Four nights ago, when my husband, teenage stepson, and I were at the tail-end of visiting my mom and stepdad in southern Arizona, I experienced an opportunity to practice working with my very strong preferences of wanting both food and sleep (which seemed extra challenging, as the one required me to, ya know, be awake). We had scheduled ourselves to partake in a ghost tour at the historic Birdcage Theater in Tombstone, AZ. It was about an hour and half drive, and we left in time to grab dinner before the tour was slated to start. However, as is often the case, life had other plans for us and we acquired a flat tire on our way there, which gobbled up our time for being able to eat, no pun intended. We then found that all of the eateries in Tombstone were closed by the time the tour was over, leaving us to take to the road in order to head back to my mom and stepdad’s house.
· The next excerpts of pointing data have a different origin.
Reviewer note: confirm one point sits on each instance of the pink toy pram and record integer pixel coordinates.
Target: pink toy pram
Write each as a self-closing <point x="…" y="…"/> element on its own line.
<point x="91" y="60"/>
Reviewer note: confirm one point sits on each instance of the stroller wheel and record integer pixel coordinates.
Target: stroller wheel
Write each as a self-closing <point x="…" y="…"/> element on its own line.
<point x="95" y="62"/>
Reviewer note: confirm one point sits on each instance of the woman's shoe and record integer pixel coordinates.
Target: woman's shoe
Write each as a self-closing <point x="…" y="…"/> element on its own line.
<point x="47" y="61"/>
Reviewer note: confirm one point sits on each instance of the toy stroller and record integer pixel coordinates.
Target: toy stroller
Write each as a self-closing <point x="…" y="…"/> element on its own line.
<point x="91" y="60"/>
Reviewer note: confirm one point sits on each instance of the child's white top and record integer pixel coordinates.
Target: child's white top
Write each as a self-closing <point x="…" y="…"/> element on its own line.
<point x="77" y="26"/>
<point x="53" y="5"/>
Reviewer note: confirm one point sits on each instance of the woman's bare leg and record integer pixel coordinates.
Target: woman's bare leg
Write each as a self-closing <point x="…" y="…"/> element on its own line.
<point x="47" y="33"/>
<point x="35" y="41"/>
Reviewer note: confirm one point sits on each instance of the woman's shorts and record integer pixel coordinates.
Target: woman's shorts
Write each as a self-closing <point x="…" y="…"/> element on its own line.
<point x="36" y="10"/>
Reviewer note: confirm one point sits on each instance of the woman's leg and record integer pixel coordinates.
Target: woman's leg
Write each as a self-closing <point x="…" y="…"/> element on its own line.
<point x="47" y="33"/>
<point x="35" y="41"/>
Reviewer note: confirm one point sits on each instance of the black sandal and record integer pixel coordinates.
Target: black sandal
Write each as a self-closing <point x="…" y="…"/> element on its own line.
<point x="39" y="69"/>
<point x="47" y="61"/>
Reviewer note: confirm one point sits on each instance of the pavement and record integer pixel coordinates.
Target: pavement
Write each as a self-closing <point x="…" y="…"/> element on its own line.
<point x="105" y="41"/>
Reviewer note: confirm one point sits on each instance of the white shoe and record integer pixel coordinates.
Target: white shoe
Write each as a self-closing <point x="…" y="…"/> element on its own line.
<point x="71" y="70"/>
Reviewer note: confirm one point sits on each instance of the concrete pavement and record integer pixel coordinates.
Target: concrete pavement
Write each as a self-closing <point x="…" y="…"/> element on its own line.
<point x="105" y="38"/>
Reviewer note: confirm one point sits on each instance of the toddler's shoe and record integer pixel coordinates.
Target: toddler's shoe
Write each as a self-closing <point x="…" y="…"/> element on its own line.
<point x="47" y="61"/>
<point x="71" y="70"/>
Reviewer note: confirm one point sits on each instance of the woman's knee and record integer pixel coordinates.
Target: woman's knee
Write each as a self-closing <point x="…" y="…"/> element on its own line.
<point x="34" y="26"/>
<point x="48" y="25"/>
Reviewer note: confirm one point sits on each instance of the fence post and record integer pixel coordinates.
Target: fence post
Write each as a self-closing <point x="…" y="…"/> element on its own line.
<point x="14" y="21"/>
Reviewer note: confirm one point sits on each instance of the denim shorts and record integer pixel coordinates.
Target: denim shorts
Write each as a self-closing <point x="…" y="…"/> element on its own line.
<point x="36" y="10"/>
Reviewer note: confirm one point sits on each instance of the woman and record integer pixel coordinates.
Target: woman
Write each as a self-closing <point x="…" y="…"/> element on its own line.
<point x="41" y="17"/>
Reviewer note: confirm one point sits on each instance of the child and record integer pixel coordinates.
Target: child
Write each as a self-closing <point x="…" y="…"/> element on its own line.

By the time we started the hour and half drive home it was around 8:30pm, which was about 3 hours past my usual dinner time and 30 minutes past my usual in-bed time. So I was wrapped in a double-whammy: hunger and exhaustion. To add further challenge, my pain levels, associated with my chronic nerve condition, were kicked up due to the fact that the almost 2-hour long tour required a large degree of standing, which is the hardest position for me to perform. It’s a vicious cycle to have all three at once: hunger, exhaustion, and physical pain. They feed one another in a terrible looping fashion. When I’m hungry I get grumpy and when I’m grumpy my pain levels get elevated – when I’m tired my pain levels get elevated – when my pain levels start increasing, when standing for instance, my energy gets drained quickly.
So that night, on what seemed like the longest drive ever, my work was to become aware of my growing preferences for food and sleep and to buoy my internal landscape by anchoring myself in my breathing, so as not to get swept away in my feelings of pain, hardship, and agitation. It’s really easy to experience mindlessness, separation, impatience, frustration, anger, despair, and to create drama – it takes work to develop awareness, ease, joy, happiness, contentment, and connection. And it’s called work, indeed, because it’s not easy, it takes the performing of actions that we often don’t want to do. But the more we do the work, the easier the work becomes, and this is good news. What’s even better news is that as the work becomes easier, we start actively looking for opportunities to do our work, because we discover how important it is. And, while it may seem impossible, the work becomes enjoyable, because it allows us to continue growing and strengthening – which feels darn good.